On June 6th, 2019, the Vox Media Union Twitter [1] account posted "Today‘s our last scheduled day of bargaining. @voxmediainc is still apart from us on: – competitive wage scales – strong guaranteed raises – better severance – subcontracting work. We’ve decided we’re not showing up to work today until we resolve these issues." The tweet received more than 12,000 likes and 2,300 retweets in 24 hours (shown below, left). As a result, more than 300 employees refused to work on June 6th to pressure executives to meet their demands.

Following the tweet, the account shared images of the empty Vox Media office following the walkout.[2] The post received more than 9,000 retweets and 2,000 likes in 24 hours (Shown below, right).

Developments

Management Response

That day, Vox Media CEO Jim Bankoff wrote in an email,[3] "While I'm disappointed that the union chose to take this action in the midst of good faith bargaining, especially as progress was being made, I am still committed to promptly resolving all outstanding issues."

The message continued that he had "instructed our bargaining team to ensure that while making ambitious, values-based investments in our people, we don't undermine that goal by spending so far above industry norms that we create an unsustainable environment."

"Of course we need to pay people competitively and fairly to attract the best and keep them (a.k.a. all of you), but we've stopped short of the union's insistence on levels that far exceed industry norms and averages. While paying people a lot more than market wages sounds great on the surface, it's not realistic or smart."

Online Reaction

That day, HuffPost[4] published an article entitled "Vox Media Employees Walk Out On Final Day Of Union Bargaining." Many commented on the article, stating that, when put together, the first letter of every paragraph spells the word "Solidarity."


Freelancers of Vox also joined the walkout in solidarity.

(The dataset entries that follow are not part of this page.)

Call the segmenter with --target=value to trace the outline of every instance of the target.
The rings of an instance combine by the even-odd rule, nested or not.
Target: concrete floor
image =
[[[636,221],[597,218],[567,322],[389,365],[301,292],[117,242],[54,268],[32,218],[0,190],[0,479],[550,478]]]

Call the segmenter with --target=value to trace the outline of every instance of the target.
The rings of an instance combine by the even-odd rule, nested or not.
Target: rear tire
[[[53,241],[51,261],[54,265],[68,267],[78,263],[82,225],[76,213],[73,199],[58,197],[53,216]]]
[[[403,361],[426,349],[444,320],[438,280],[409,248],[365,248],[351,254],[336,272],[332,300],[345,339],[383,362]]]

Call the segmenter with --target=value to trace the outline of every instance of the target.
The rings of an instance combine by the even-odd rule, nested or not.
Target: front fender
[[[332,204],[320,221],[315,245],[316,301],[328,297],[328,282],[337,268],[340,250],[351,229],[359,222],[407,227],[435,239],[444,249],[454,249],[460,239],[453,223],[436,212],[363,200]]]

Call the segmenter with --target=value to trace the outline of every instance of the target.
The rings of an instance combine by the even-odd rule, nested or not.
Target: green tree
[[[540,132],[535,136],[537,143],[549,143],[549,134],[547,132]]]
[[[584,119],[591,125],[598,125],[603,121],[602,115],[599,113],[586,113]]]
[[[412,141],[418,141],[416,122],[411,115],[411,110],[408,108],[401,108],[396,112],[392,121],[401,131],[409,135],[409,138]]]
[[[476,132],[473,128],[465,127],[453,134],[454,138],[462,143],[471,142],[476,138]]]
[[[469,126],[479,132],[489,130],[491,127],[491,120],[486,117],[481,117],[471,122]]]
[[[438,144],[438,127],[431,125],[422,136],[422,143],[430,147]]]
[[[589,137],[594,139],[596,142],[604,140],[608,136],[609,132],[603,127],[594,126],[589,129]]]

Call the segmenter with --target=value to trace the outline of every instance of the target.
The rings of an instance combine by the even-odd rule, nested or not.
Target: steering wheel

Writer Kyle Chayka tweeted,[5] "Vox Media is one of the best digital media companies out there, for staff or freelancers. Keep it going, sign a contract with @vox_union. Alongside their walkout I won't be working on Vox stories today either" (shown below, left). Writer Clio Chang tweeted,[6] no contract, no content !!! as freelancers we will NOT be crossing the picket line so YES that means no blogs from me about the toronto raptoonies on vox dot com." The tweet received more than 500 likes (shown below, center).

Other criticized the executives for their salaries. Twitter[7] user @MsKellyMHayes tweeted, "The average Vox Media executive makes $223,347 per year. When you have employees living in a place as expensive as DC making $30K per year, you can fuck off with your disappointment about people walking off the job." The tweet received more than 500 likes and 175 retweets in 24 hours (shown below, right).



Media Coverage

Several media outlets covered the walkout, including CNN,[3] HuffPost,[4] Washington Post,[8] Deadline[9] and more.

Resolution

On June 7th, 2019, the Vox Media Union tweeted[10] that they had reached a "tentative agreement" with Vox Media (shown below).